Si Confucio hubiera sido policía, hubiera escrito sin duda: «Nunca digas de ningún colega que es un cabrón porque acabarás bebiendo de su mano.» Y ése sería uno de sus proverbios de mayor aplicación.
El forense de turno se hizo esperar un rato todavía. No amplió mucho los datos iniciales que le había dado a Bernal. Al tipo se lo habían cargado con un solo disparo a bocajarro en pleno pecho. Murió inmediatamente, a las doce de la noche más o menos. No tenía señales de violencia, sólo dos marcas leves bajo los brazos por haber sido arrastrado tal y como sucedió.

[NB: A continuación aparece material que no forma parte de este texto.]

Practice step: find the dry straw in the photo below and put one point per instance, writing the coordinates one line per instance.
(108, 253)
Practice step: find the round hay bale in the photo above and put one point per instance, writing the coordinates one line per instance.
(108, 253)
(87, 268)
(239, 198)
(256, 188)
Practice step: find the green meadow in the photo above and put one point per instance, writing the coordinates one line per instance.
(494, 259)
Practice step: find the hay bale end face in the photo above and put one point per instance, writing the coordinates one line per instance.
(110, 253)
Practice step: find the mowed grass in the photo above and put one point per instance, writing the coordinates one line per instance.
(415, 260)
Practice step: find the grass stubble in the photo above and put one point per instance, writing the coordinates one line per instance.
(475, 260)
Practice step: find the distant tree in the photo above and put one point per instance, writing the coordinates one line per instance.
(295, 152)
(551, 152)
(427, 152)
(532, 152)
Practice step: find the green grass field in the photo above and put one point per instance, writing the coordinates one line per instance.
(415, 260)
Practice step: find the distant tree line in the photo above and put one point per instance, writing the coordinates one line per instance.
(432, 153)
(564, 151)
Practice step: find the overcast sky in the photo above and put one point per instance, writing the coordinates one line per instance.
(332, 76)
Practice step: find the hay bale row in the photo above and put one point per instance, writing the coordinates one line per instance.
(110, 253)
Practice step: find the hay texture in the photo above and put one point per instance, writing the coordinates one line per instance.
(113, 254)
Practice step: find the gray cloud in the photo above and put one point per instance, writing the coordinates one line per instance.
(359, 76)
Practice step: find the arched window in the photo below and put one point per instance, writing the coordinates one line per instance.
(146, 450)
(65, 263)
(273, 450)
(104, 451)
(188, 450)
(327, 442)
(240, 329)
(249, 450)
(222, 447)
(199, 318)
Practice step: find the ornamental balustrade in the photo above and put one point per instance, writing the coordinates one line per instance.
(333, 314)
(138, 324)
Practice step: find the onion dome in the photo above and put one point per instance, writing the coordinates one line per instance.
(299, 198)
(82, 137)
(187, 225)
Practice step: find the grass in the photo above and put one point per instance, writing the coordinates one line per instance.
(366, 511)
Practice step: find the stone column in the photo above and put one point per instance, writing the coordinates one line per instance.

—¿Quieres verlo? —me preguntó Bernal.
Estaba ya rígido, con la cara color de cera, pero sus facciones no se veían alteradas. Era el hombre de nuestra ficha policial. Si se trataba del mismo a quien Genoveva daba de comer en su restaurante, ella lo reconocería sin ninguna dificultad.
—¿Vamos a comisaría?
—¿No piensas volver a tu fiesta?
—Tengo quien haga los honores por mí.
Pasé escueta revista a los objetos personales de la víctima, que estaban en el despacho de Bernal: un resguardo de una tintorería de Gracia y el manojo de llaves, con el llavero que rápidamente mi compañero había identificado. Otra comprobación interesante que deberíamos hacer sería probar aquellas llaves en el apartamento de la calle Princesa que tan ágilmente había sido vaciado. El hallazgo de aquel muerto iba a conseguir que avanzáramos. Eso era muy esperanzador, pero justamente aquel hombre aparecía como nuestro principal sospechoso. ¿Y qué se hace cuando a tu principal sospechoso lo quitan de en medio? ¿volver a empezar? Sufrí un vahído. La muerte de un sospechoso de asesinato nunca es casual; entonces ¿quién estaba detrás de todo aquello?, ¿debíamos seguir por el mismo camino o aquel hallazgo implicaba una desviación? Estaba mareada, el deseo y la urgencia de saber me provocaban una impaciencia de difícil control. Una etapa que yo ya conocía: es completamente distinto encontrar dificultades al principio de un caso que asistir al embarullamiento de unas pruebas que teóricamente habías conseguido ordenar. De ese frenesí de la curiosidad a la absoluta desmoralización tan sólo dista un paso, y yo me encontraba a punto de darlo. El subinspector Sabater me sacó de mis meditaciones:
—Inspectora, ¿no quiere interrogar al testigo? Así le dejamos que se marche a su casa. El pobre se ha quedado dormido en la silla.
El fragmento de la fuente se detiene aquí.